Sauf que cette volte-face est aujourd'hui au cœur de l'enquête  : ne faut-il pas y voir le résultat de pressions familiales lors de la soirée au domicile de Laveline-devant-Bruyères ? La nouvelle thèse esquissée par les enquêteurs depuis que le dossier a ­ressurgi des limbes, en juin 2017, est la suivante : il s'agirait d'un «acte collectif», Bernard Laroche serait le ravisseur, il aurait remis l'enfant aux «cerveaux», les époux Jacob.

Avec la décision de la Cour de cassation, c'est donc tout un pan de l'accusation qui s'effondre. Dans leur arrêt, les hauts magistrats commencent par souligner la légitimité de la garde à vue de Murielle Bolle, notant que le basculement sous ce régime s'effectue en plusieurs auditions, puis insistant sur «l'absence d'intention de nuire aux droits de la défense» de la part des gendarmes. Néanmoins, ils considèrent que ce huis-clos doit être annulé car il «a été effectué en application des dispositions déclarées inconstitutionnelles». En revanche, la plus haute juridiction judiciaire a écarté toutes les autres demandes de la défense : elle s'est notamment refusée à déclarer le juge Maurice Simon partial ou encore à invalider l'arrêt de non-lieu délivré au bénéfice de Christine Villemin le 3 février 1993 par la chambre d'accusation de la cour d'appel de Dijon.

Confidences

Désormais, il appartiendra donc à la cour d'appel de Paris de se prononcer sur l'annulation et de dresser l'inventaire des «actes subséquents» de procédure qui pourraient être concernés. Une pièce ne manquera pas de cristalliser les débats  : l'interrogatoire de Murielle Bolle par le juge Lambert le 5 novembre 1984, lorsqu'elle réitère ses confidences passées en garde à vue. «Nous avons une conception très large des actes qui peuvent être touchés  : tous ceux qui n'auraient pas existé s'il n'y avait pas eu de garde à vue», explique Me Teissonnière.

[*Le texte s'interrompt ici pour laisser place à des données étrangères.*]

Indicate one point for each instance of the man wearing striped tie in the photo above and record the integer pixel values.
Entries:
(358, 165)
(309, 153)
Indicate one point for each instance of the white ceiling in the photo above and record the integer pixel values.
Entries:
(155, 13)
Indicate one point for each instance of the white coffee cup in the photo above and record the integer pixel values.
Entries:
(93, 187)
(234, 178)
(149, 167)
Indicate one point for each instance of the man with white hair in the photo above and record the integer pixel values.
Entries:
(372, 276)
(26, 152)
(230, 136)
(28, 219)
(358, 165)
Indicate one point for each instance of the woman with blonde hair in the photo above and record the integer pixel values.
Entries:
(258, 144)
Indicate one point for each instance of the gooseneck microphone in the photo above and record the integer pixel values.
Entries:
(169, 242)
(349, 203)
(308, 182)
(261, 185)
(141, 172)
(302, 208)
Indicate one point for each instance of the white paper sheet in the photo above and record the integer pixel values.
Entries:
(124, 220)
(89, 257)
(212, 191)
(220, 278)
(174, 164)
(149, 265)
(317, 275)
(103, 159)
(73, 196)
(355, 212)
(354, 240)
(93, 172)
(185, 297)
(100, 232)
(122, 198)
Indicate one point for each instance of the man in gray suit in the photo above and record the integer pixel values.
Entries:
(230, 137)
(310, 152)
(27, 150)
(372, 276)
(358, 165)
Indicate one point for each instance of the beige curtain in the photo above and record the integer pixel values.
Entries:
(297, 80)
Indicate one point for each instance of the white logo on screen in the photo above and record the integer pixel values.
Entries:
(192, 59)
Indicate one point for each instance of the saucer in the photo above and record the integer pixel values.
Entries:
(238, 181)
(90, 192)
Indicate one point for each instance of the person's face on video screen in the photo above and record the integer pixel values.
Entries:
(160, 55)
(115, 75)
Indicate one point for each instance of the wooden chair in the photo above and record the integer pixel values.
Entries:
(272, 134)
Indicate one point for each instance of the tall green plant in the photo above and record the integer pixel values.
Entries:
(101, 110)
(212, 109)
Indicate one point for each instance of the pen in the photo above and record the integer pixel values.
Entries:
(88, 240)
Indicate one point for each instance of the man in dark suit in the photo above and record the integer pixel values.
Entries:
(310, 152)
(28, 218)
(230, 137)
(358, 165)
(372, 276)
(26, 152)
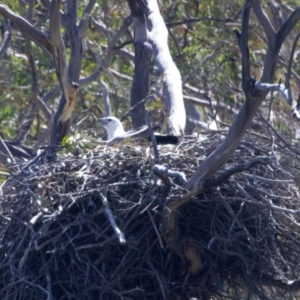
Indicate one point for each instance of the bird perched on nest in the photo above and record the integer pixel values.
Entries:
(116, 133)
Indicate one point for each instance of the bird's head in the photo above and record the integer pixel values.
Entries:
(113, 127)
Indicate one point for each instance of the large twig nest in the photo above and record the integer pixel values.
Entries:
(58, 240)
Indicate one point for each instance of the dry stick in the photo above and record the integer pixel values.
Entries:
(156, 230)
(48, 277)
(111, 219)
(277, 134)
(153, 139)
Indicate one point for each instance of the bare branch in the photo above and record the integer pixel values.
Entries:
(264, 21)
(85, 18)
(6, 38)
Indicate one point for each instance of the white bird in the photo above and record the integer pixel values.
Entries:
(116, 132)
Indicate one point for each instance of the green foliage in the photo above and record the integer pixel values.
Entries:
(205, 51)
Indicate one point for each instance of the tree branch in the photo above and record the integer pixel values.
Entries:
(26, 28)
(264, 21)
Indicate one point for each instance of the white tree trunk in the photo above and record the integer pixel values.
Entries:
(158, 38)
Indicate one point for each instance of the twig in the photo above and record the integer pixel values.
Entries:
(111, 219)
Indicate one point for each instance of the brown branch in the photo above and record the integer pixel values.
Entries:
(264, 21)
(6, 38)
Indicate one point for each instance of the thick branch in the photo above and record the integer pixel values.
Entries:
(264, 21)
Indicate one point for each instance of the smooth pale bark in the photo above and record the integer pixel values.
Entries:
(140, 84)
(158, 38)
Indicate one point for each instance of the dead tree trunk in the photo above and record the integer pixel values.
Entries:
(67, 74)
(140, 85)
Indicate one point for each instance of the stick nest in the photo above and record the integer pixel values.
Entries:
(58, 239)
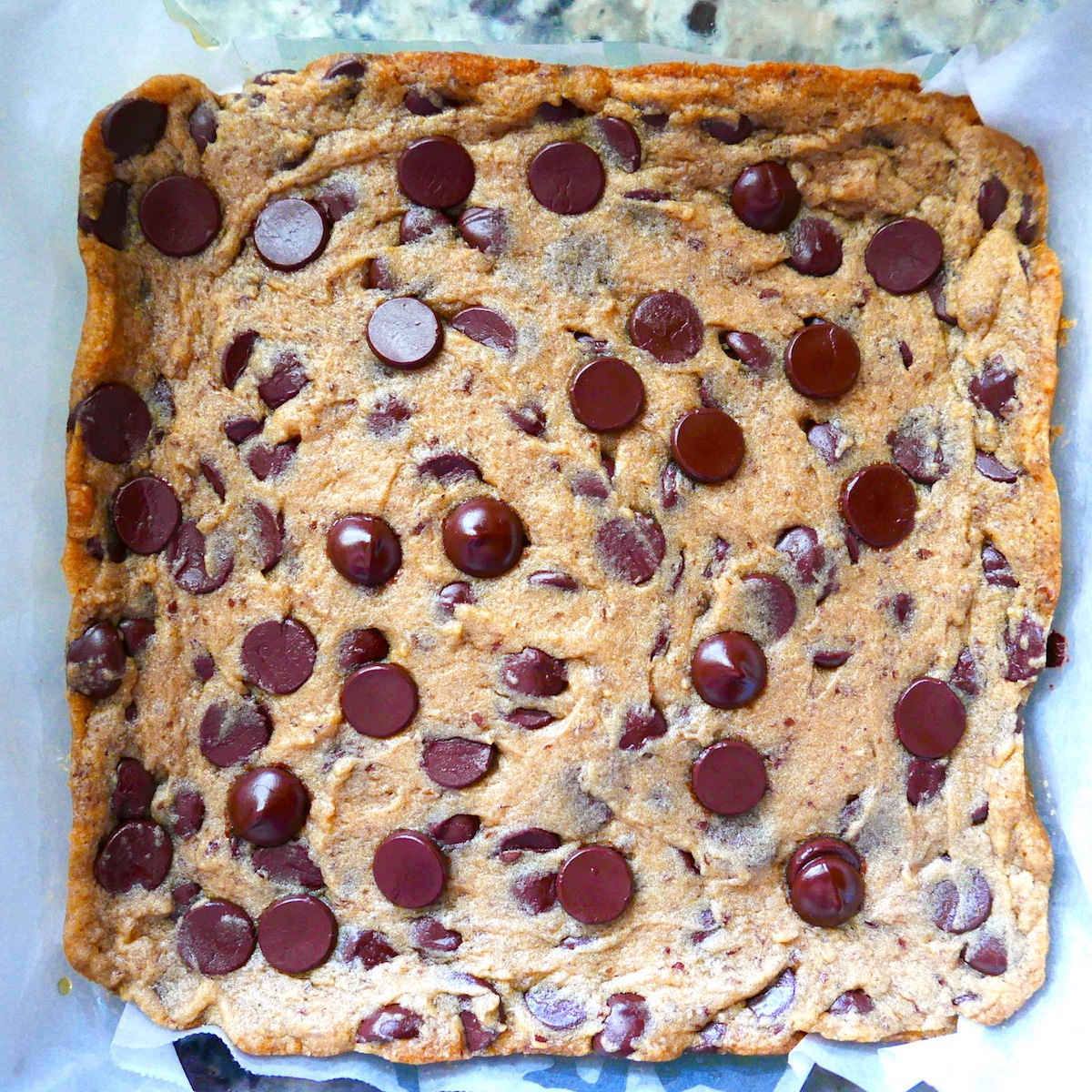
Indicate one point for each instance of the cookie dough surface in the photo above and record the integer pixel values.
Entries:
(229, 645)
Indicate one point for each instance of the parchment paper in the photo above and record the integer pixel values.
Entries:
(61, 61)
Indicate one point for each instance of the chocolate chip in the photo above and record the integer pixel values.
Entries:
(992, 468)
(924, 780)
(187, 813)
(202, 126)
(627, 1016)
(905, 256)
(268, 806)
(216, 937)
(137, 852)
(594, 885)
(289, 234)
(179, 216)
(409, 869)
(775, 999)
(456, 830)
(729, 776)
(484, 538)
(929, 719)
(551, 1009)
(364, 550)
(486, 327)
(288, 380)
(667, 326)
(765, 197)
(708, 445)
(622, 137)
(825, 885)
(436, 172)
(458, 763)
(232, 733)
(993, 197)
(484, 228)
(134, 126)
(379, 700)
(534, 672)
(371, 949)
(642, 725)
(146, 513)
(606, 396)
(823, 360)
(816, 248)
(298, 934)
(747, 349)
(404, 332)
(235, 360)
(288, 864)
(879, 503)
(114, 423)
(96, 661)
(186, 558)
(420, 223)
(566, 177)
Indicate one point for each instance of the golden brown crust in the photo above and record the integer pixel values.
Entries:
(996, 307)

De son côté, Me Thierry Moser, l’avocat des époux Villemin, s’est voulu confiant dans son communiqué : «L’arrêt de ce jour ne va pas entraver de façon significative la recherche de la vérité s’agissant des causes et circonstances de l’assassinat de Grégory.» Il ne voit dans «cette bataille procédurale initiée par Murielle Bolle» qu’un «but dilatoire».